Ms Rowlands says there's a wide spectrum between healthy behaviour, unhealthy and harmful behaviours, and clinically diagnosed eating disorders.
"Disordered eating can impact a person's mental health, it can absolutely impact a person's physical health and wellbeing, it's incredibly distracting because thoughts and feelings are manipulated by what's happening with food, exercise and body image.
"It's quite a complex space."
Dietitians Australia explains the difference between eating disorders and disordered eating like this:
Disordered eating is a disturbed pattern of eating that is unhealthy. It has many, but not all, the signs of an eating disorder. For example, it can include restrictive dieting, compulsive eating, skipping meals, binge eating, unbalanced eating (restricting a major food group), or using diet pills.
An eating disorder is defined as disordered attitudes, thoughts and behaviours towards food, eating, weight or body shape, that impair an individual’s functioning and quality of life. Eating disorders are serious psychiatric disorders and include anorexia, bulimia, binge-eating disorder, avoidant restrictive food intake disorder and other eating and feeding disorders.
The organisation's president Tara Diversi says the latest statistics are "of huge concern".
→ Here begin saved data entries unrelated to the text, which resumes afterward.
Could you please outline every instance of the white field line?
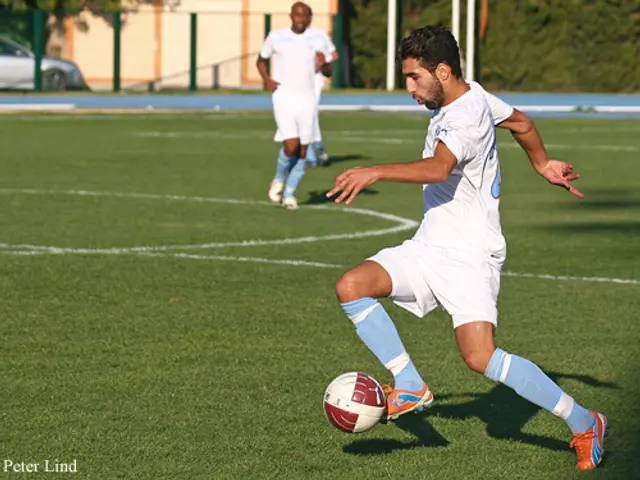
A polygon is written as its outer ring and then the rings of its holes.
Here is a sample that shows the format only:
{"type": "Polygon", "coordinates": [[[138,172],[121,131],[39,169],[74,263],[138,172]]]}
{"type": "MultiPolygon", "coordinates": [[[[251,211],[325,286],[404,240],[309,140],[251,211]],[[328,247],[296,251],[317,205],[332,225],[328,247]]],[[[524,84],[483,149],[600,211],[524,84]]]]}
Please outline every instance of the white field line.
{"type": "MultiPolygon", "coordinates": [[[[226,203],[226,204],[239,204],[239,205],[270,205],[268,202],[259,202],[252,200],[237,200],[226,198],[214,198],[214,197],[188,197],[184,195],[161,195],[161,194],[146,194],[146,193],[119,193],[119,192],[96,192],[88,190],[37,190],[37,189],[0,189],[0,193],[23,193],[33,195],[80,195],[80,196],[95,196],[95,197],[117,197],[117,198],[143,198],[154,200],[177,200],[177,201],[194,201],[194,202],[212,202],[212,203],[226,203]]],[[[307,209],[315,210],[332,210],[336,212],[347,212],[360,215],[369,215],[385,220],[390,220],[399,223],[396,227],[382,229],[382,230],[369,230],[364,232],[353,232],[348,234],[334,234],[324,236],[309,236],[298,238],[285,238],[279,240],[246,240],[242,242],[221,242],[221,243],[209,243],[200,245],[176,245],[176,246],[143,246],[143,247],[129,247],[129,248],[107,248],[107,249],[88,249],[88,248],[62,248],[54,246],[43,245],[13,245],[7,243],[0,243],[0,250],[6,255],[20,255],[20,256],[37,256],[46,254],[88,254],[88,255],[136,255],[144,257],[158,257],[158,258],[181,258],[189,260],[204,260],[204,261],[229,261],[229,262],[242,262],[242,263],[263,263],[273,265],[287,265],[293,267],[312,267],[312,268],[347,268],[345,265],[338,265],[332,263],[313,262],[306,260],[290,260],[290,259],[274,259],[274,258],[261,258],[261,257],[238,257],[229,255],[201,255],[201,254],[189,254],[189,253],[161,253],[170,250],[180,249],[198,249],[198,248],[220,248],[228,246],[262,246],[262,245],[286,245],[291,243],[309,243],[318,242],[324,240],[337,240],[337,239],[349,239],[349,238],[363,238],[368,236],[384,235],[386,233],[399,232],[402,230],[408,230],[415,228],[417,222],[414,220],[402,218],[392,214],[386,214],[376,212],[374,210],[367,210],[361,208],[331,208],[324,205],[314,205],[304,207],[307,209]]],[[[516,278],[534,278],[542,280],[556,280],[556,281],[580,281],[580,282],[596,282],[596,283],[613,283],[613,284],[626,284],[626,285],[640,285],[640,280],[631,278],[612,278],[612,277],[578,277],[567,275],[550,275],[550,274],[537,274],[537,273],[520,273],[504,271],[502,275],[505,277],[516,278]]]]}
{"type": "MultiPolygon", "coordinates": [[[[46,251],[24,251],[24,250],[5,250],[3,253],[8,255],[46,255],[46,251]]],[[[86,253],[102,253],[98,250],[87,251],[86,253]]],[[[143,257],[156,257],[156,258],[183,258],[188,260],[209,260],[209,261],[226,261],[226,262],[241,262],[241,263],[264,263],[271,265],[287,265],[291,267],[313,267],[313,268],[335,268],[346,269],[348,265],[338,265],[335,263],[322,263],[322,262],[310,262],[306,260],[287,260],[287,259],[274,259],[274,258],[261,258],[261,257],[236,257],[230,255],[199,255],[189,253],[156,253],[156,252],[124,252],[131,253],[136,256],[143,257]]],[[[614,283],[621,285],[640,285],[640,280],[633,278],[615,278],[615,277],[573,277],[569,275],[550,275],[546,273],[521,273],[521,272],[502,272],[503,277],[514,278],[533,278],[539,280],[556,280],[567,282],[595,282],[595,283],[614,283]]]]}
{"type": "Polygon", "coordinates": [[[47,252],[52,254],[102,254],[102,255],[123,255],[127,253],[147,253],[147,252],[170,252],[176,250],[209,250],[214,248],[232,248],[232,247],[266,247],[272,245],[295,245],[303,243],[316,243],[325,242],[331,240],[355,240],[359,238],[368,237],[380,237],[382,235],[389,235],[392,233],[398,233],[405,230],[409,230],[417,227],[417,223],[414,224],[401,224],[395,227],[383,228],[379,230],[365,230],[362,232],[353,233],[336,233],[329,235],[310,235],[308,237],[291,237],[280,238],[274,240],[240,240],[236,242],[211,242],[211,243],[199,243],[190,245],[140,245],[135,247],[122,247],[122,248],[71,248],[71,247],[56,247],[48,245],[29,245],[29,244],[9,244],[0,243],[1,249],[13,249],[13,250],[27,250],[32,252],[47,252]]]}
{"type": "Polygon", "coordinates": [[[640,132],[640,127],[633,127],[626,124],[617,127],[565,127],[554,128],[553,130],[544,130],[543,133],[623,133],[623,132],[640,132]]]}
{"type": "Polygon", "coordinates": [[[101,192],[95,190],[41,190],[37,188],[0,188],[0,193],[23,193],[26,195],[71,195],[77,197],[135,198],[143,200],[176,200],[198,203],[227,203],[232,205],[272,205],[270,202],[263,202],[259,200],[242,200],[235,198],[198,196],[191,197],[187,195],[166,195],[156,193],[101,192]]]}
{"type": "MultiPolygon", "coordinates": [[[[1,111],[1,110],[0,110],[1,111]]],[[[193,120],[229,120],[229,119],[246,119],[246,120],[261,120],[261,119],[269,119],[273,118],[273,114],[265,112],[264,114],[259,113],[229,113],[229,112],[221,112],[221,113],[185,113],[176,112],[176,113],[141,113],[140,111],[132,111],[129,113],[112,113],[109,111],[104,111],[103,113],[84,113],[82,111],[72,111],[69,113],[51,113],[51,114],[12,114],[12,115],[0,115],[0,122],[2,121],[11,121],[11,122],[40,122],[40,121],[60,121],[60,122],[72,122],[72,121],[83,121],[83,120],[171,120],[175,121],[177,118],[182,120],[184,119],[193,119],[193,120]],[[178,117],[179,115],[179,117],[178,117]]]]}
{"type": "Polygon", "coordinates": [[[269,132],[267,130],[251,130],[250,132],[245,133],[232,133],[232,132],[159,132],[159,131],[151,131],[151,132],[133,132],[131,134],[134,137],[142,137],[142,138],[177,138],[177,139],[192,139],[192,138],[211,138],[211,139],[220,139],[220,140],[248,140],[248,139],[262,139],[266,140],[269,137],[273,138],[275,135],[274,132],[269,132]]]}
{"type": "Polygon", "coordinates": [[[612,277],[572,277],[569,275],[549,275],[545,273],[520,273],[520,272],[502,272],[503,277],[518,278],[538,278],[543,280],[563,280],[563,281],[580,281],[580,282],[597,282],[597,283],[620,283],[626,285],[640,285],[640,280],[634,278],[612,278],[612,277]]]}
{"type": "MultiPolygon", "coordinates": [[[[220,256],[220,255],[189,255],[184,253],[148,253],[141,254],[144,256],[153,257],[177,257],[187,258],[192,260],[223,260],[230,262],[254,262],[254,263],[271,263],[276,265],[291,265],[294,267],[316,267],[316,268],[349,268],[348,265],[337,265],[333,263],[320,263],[320,262],[307,262],[303,260],[282,260],[273,258],[260,258],[260,257],[234,257],[234,256],[220,256]]],[[[536,278],[541,280],[558,280],[558,281],[570,281],[570,282],[596,282],[596,283],[618,283],[623,285],[640,285],[640,280],[633,278],[611,278],[611,277],[572,277],[568,275],[549,275],[545,273],[520,273],[503,271],[503,277],[515,277],[515,278],[536,278]]]]}
{"type": "MultiPolygon", "coordinates": [[[[637,108],[637,107],[632,107],[632,108],[637,108]]],[[[117,112],[111,112],[108,110],[105,110],[102,113],[85,113],[83,111],[71,111],[69,113],[60,113],[60,112],[56,112],[56,113],[45,113],[45,114],[38,114],[38,113],[28,113],[28,114],[13,114],[13,115],[0,115],[0,122],[2,121],[9,121],[9,122],[16,122],[16,121],[20,121],[20,122],[38,122],[38,121],[46,121],[46,122],[51,122],[51,121],[84,121],[84,120],[123,120],[123,119],[135,119],[137,120],[170,120],[170,121],[175,121],[175,119],[178,117],[181,119],[197,119],[197,120],[214,120],[214,121],[218,121],[218,120],[229,120],[229,119],[246,119],[246,120],[262,120],[262,119],[272,119],[273,118],[273,114],[271,112],[232,112],[232,111],[226,111],[226,112],[209,112],[209,113],[203,113],[203,112],[175,112],[175,113],[171,113],[171,112],[158,112],[158,113],[147,113],[147,112],[141,112],[140,110],[135,110],[135,111],[131,111],[131,112],[126,112],[126,113],[122,113],[120,111],[117,112]]],[[[427,128],[427,124],[428,124],[428,112],[425,112],[425,115],[414,115],[414,114],[409,114],[409,115],[405,115],[404,116],[405,119],[407,120],[415,120],[418,122],[424,122],[425,124],[425,133],[426,133],[426,128],[427,128]]],[[[620,126],[609,126],[609,127],[559,127],[559,128],[554,128],[553,130],[545,130],[543,133],[546,134],[550,134],[550,133],[586,133],[586,132],[602,132],[602,133],[606,133],[606,132],[611,132],[611,133],[617,133],[617,132],[640,132],[640,127],[635,127],[633,125],[629,125],[626,122],[635,122],[637,120],[624,120],[625,121],[625,125],[620,125],[620,126]]],[[[622,120],[620,121],[622,122],[622,120]]],[[[368,135],[385,135],[385,134],[393,134],[393,133],[408,133],[406,130],[355,130],[353,131],[353,133],[351,133],[350,131],[332,131],[332,130],[327,130],[326,134],[327,135],[340,135],[340,134],[351,134],[351,135],[361,135],[361,136],[368,136],[368,135]]],[[[142,132],[143,134],[145,132],[142,132]]],[[[188,132],[185,132],[188,133],[188,132]]],[[[246,138],[246,137],[245,137],[246,138]]]]}
{"type": "MultiPolygon", "coordinates": [[[[425,127],[426,130],[426,127],[425,127]]],[[[575,131],[575,129],[574,129],[575,131]]],[[[622,130],[611,130],[613,131],[622,131],[622,130]]],[[[624,130],[624,131],[640,131],[640,129],[633,130],[624,130]]],[[[354,142],[363,142],[363,143],[392,143],[392,144],[418,144],[419,141],[415,138],[407,138],[407,135],[411,135],[412,132],[408,132],[406,130],[343,130],[341,132],[337,132],[336,136],[333,137],[333,140],[341,139],[341,137],[346,137],[346,140],[354,141],[354,142]],[[394,136],[396,134],[397,136],[394,136]]],[[[612,152],[637,152],[640,151],[640,146],[637,145],[590,145],[590,144],[557,144],[557,143],[546,143],[547,148],[553,148],[556,150],[602,150],[602,151],[612,151],[612,152]]],[[[515,142],[500,142],[499,148],[512,148],[519,149],[521,148],[515,142]]]]}
{"type": "Polygon", "coordinates": [[[315,268],[344,268],[342,265],[322,262],[309,262],[306,260],[286,260],[275,258],[259,258],[259,257],[233,257],[228,255],[194,255],[189,253],[139,253],[144,257],[161,257],[161,258],[185,258],[189,260],[216,260],[227,262],[241,263],[267,263],[272,265],[288,265],[292,267],[315,267],[315,268]]]}
{"type": "MultiPolygon", "coordinates": [[[[215,198],[215,197],[188,197],[184,195],[158,195],[148,193],[120,193],[120,192],[96,192],[89,190],[37,190],[37,189],[12,189],[12,188],[0,188],[0,194],[2,193],[20,193],[28,195],[74,195],[74,196],[90,196],[90,197],[112,197],[112,198],[134,198],[134,199],[147,199],[147,200],[172,200],[172,201],[189,201],[189,202],[209,202],[209,203],[224,203],[232,205],[260,205],[269,206],[273,205],[269,202],[262,202],[256,200],[239,200],[231,198],[215,198]]],[[[275,208],[275,207],[274,207],[275,208]]],[[[273,240],[240,240],[235,242],[211,242],[200,243],[192,245],[142,245],[134,247],[121,247],[121,248],[71,248],[71,247],[58,247],[53,245],[30,245],[30,244],[8,244],[0,243],[0,249],[7,250],[26,250],[31,252],[46,252],[51,254],[102,254],[102,255],[122,255],[127,253],[149,253],[149,252],[166,252],[175,250],[204,250],[213,248],[229,248],[229,247],[263,247],[269,245],[292,245],[301,243],[313,243],[323,242],[329,240],[352,240],[358,238],[378,237],[382,235],[388,235],[391,233],[398,233],[405,230],[411,230],[417,228],[419,223],[409,218],[399,217],[389,213],[376,212],[374,210],[367,210],[363,208],[353,207],[329,207],[326,205],[312,205],[302,206],[303,209],[310,210],[324,210],[329,212],[342,212],[351,213],[355,215],[366,215],[382,220],[388,220],[395,223],[393,227],[376,229],[376,230],[363,230],[360,232],[351,233],[337,233],[328,235],[312,235],[305,237],[290,237],[280,238],[273,240]]]]}
{"type": "MultiPolygon", "coordinates": [[[[545,147],[553,150],[598,150],[602,152],[640,152],[640,146],[635,145],[568,145],[557,143],[545,143],[545,147]]],[[[502,143],[498,148],[519,149],[517,143],[502,143]]]]}
{"type": "MultiPolygon", "coordinates": [[[[53,252],[43,251],[20,251],[20,250],[6,250],[3,253],[8,255],[43,255],[53,252]]],[[[96,250],[88,251],[87,253],[101,253],[96,250]]],[[[240,262],[240,263],[263,263],[270,265],[287,265],[291,267],[312,267],[312,268],[335,268],[346,269],[348,265],[338,265],[335,263],[322,263],[322,262],[310,262],[306,260],[288,260],[288,259],[274,259],[274,258],[261,258],[261,257],[236,257],[230,255],[199,255],[189,253],[157,253],[157,252],[125,252],[136,256],[142,257],[155,257],[155,258],[181,258],[187,260],[203,260],[203,261],[225,261],[225,262],[240,262]]],[[[573,277],[568,275],[550,275],[545,273],[521,273],[521,272],[502,272],[503,277],[513,278],[533,278],[539,280],[555,280],[555,281],[567,281],[567,282],[594,282],[594,283],[613,283],[620,285],[640,285],[640,280],[633,278],[615,278],[615,277],[573,277]]]]}
{"type": "MultiPolygon", "coordinates": [[[[413,144],[420,145],[420,143],[415,140],[402,139],[402,138],[392,138],[392,137],[345,137],[340,138],[336,137],[332,141],[346,141],[346,142],[355,142],[355,143],[387,143],[393,145],[405,145],[405,144],[413,144]]],[[[635,145],[570,145],[570,144],[557,144],[557,143],[545,143],[545,147],[551,150],[598,150],[603,152],[640,152],[640,146],[635,145]]],[[[499,149],[507,148],[507,149],[520,149],[520,145],[517,143],[500,143],[498,146],[499,149]]]]}
{"type": "MultiPolygon", "coordinates": [[[[306,262],[302,260],[282,260],[273,258],[260,258],[260,257],[233,257],[233,256],[219,256],[219,255],[189,255],[182,253],[164,254],[164,253],[149,253],[142,254],[145,256],[154,257],[177,257],[187,258],[192,260],[223,260],[230,262],[254,262],[254,263],[271,263],[276,265],[290,265],[294,267],[316,267],[316,268],[349,268],[348,265],[336,265],[333,263],[320,263],[320,262],[306,262]]],[[[520,273],[520,272],[502,272],[503,277],[515,277],[515,278],[535,278],[540,280],[558,280],[569,282],[596,282],[596,283],[617,283],[623,285],[640,285],[640,280],[633,278],[611,278],[611,277],[572,277],[568,275],[550,275],[545,273],[520,273]]]]}
{"type": "MultiPolygon", "coordinates": [[[[378,136],[376,132],[379,130],[372,130],[367,132],[365,130],[355,131],[342,131],[335,132],[332,137],[333,142],[351,142],[351,143],[383,143],[392,145],[420,145],[420,140],[400,138],[393,136],[378,136]],[[362,132],[362,135],[354,135],[356,132],[362,132]],[[370,135],[370,136],[367,136],[370,135]]],[[[393,133],[393,131],[384,132],[387,135],[393,133]]],[[[400,133],[400,131],[398,131],[400,133]]],[[[406,132],[411,133],[411,132],[406,132]]],[[[130,135],[135,137],[149,137],[149,138],[173,138],[173,139],[191,139],[191,138],[211,138],[219,140],[247,140],[247,139],[273,139],[273,132],[267,130],[253,130],[245,133],[230,133],[230,132],[214,132],[214,131],[199,131],[199,132],[133,132],[130,135]]],[[[605,152],[638,152],[640,146],[637,145],[590,145],[590,144],[557,144],[546,143],[545,146],[554,150],[597,150],[605,152]]],[[[521,148],[517,143],[504,143],[501,142],[499,148],[519,149],[521,148]]]]}
{"type": "Polygon", "coordinates": [[[73,103],[0,103],[0,111],[3,112],[41,112],[73,110],[73,103]]]}
{"type": "MultiPolygon", "coordinates": [[[[346,141],[346,142],[355,142],[355,143],[386,143],[393,145],[420,145],[416,140],[410,140],[406,138],[393,138],[393,137],[334,137],[334,142],[337,141],[346,141]]],[[[640,146],[635,145],[571,145],[571,144],[557,144],[557,143],[545,143],[545,147],[551,150],[597,150],[603,152],[640,152],[640,146]]],[[[507,148],[507,149],[515,149],[519,150],[521,147],[517,143],[504,143],[501,142],[498,146],[499,149],[507,148]]]]}
{"type": "MultiPolygon", "coordinates": [[[[426,134],[427,131],[427,126],[428,126],[428,121],[425,120],[424,121],[424,129],[423,131],[420,131],[418,127],[414,127],[411,130],[403,128],[403,129],[387,129],[387,130],[328,130],[328,129],[324,129],[323,131],[326,131],[327,135],[346,135],[346,136],[350,136],[350,135],[355,135],[355,136],[368,136],[368,135],[374,135],[374,136],[384,136],[384,135],[390,135],[392,137],[395,137],[396,135],[400,136],[400,137],[407,137],[407,136],[411,136],[411,135],[415,135],[416,133],[418,134],[418,136],[424,137],[424,135],[426,134]]],[[[638,122],[638,125],[628,125],[626,122],[624,125],[620,125],[618,127],[564,127],[564,128],[547,128],[544,129],[542,131],[542,133],[544,135],[552,135],[555,133],[627,133],[627,132],[640,132],[640,122],[638,122]]]]}

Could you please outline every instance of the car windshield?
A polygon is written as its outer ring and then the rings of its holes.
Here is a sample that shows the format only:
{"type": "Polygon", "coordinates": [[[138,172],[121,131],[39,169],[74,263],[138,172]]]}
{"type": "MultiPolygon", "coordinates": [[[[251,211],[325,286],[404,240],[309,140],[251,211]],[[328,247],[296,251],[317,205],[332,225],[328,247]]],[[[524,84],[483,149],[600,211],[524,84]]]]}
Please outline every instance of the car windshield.
{"type": "Polygon", "coordinates": [[[0,38],[0,55],[7,55],[12,57],[30,57],[31,52],[28,48],[15,43],[6,38],[0,38]]]}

"Eating disorders have many different faces, anyone can experience an eating disorder or disordered eating — all genders, ages, races, ethnicities, body shapes and sizes, sexual orientations and socio-economic statuses," she says.
"We must be educating our younger Australians earlier, on how to nourish their bodies and foster them to make food choices that support their health and wellbeing."
Recognising the signs and intervening early
The new research encourages parents, families and health professionals to be on the lookout for disordered eating symptoms such as weight loss dieting, binge eating, self-induced vomiting, excessive exercise and laxative use, even if it's not at a level that warrants a clinically diagnosed eating disorder.
But Lexi knows first-hand that it can start small.
"Eating disorders can be very sneaky," she says.
"I'd be declining invitations from friends if they wanted to go out to dinner, making excuses. I think that's a good tell-tale sign, if someone's not wanting to engage in normal teenage or kids' activities, like going to the movies because it's going to involve popcorn or something."
The study found young girls were significantly more likely to report disordered eating than boys, but recognised that boys were "presumed to underreport the problem because of the societal perception that these disorders mostly affect girls".
Ms Rowlands says things like over-exercising can be a warning sign in both girls and boys, and boys are more likely to seek out supplements which can also lead to disordered eating tendencies.
"With boys and men, they're often celebrated and put on a pedestal for their discipline or their willpower," she said.
"That's a really dangerous aspect of what happens with boys with disordered eating because their identity can get caught up in their muscularity or size or training routine."
Ms Rowlands says for people who are concerned about their own relationship with food or family members concerned about loved ones, getting correct advice early is crucial.
"We don't want to be scaring parents, we want them to be empowered. All parents should be getting across this information, we don't want to be waiting until you have to be seeking out the information," she says.
"Nobody wants their child to be struggling, but if we can intervene early, they can struggle less."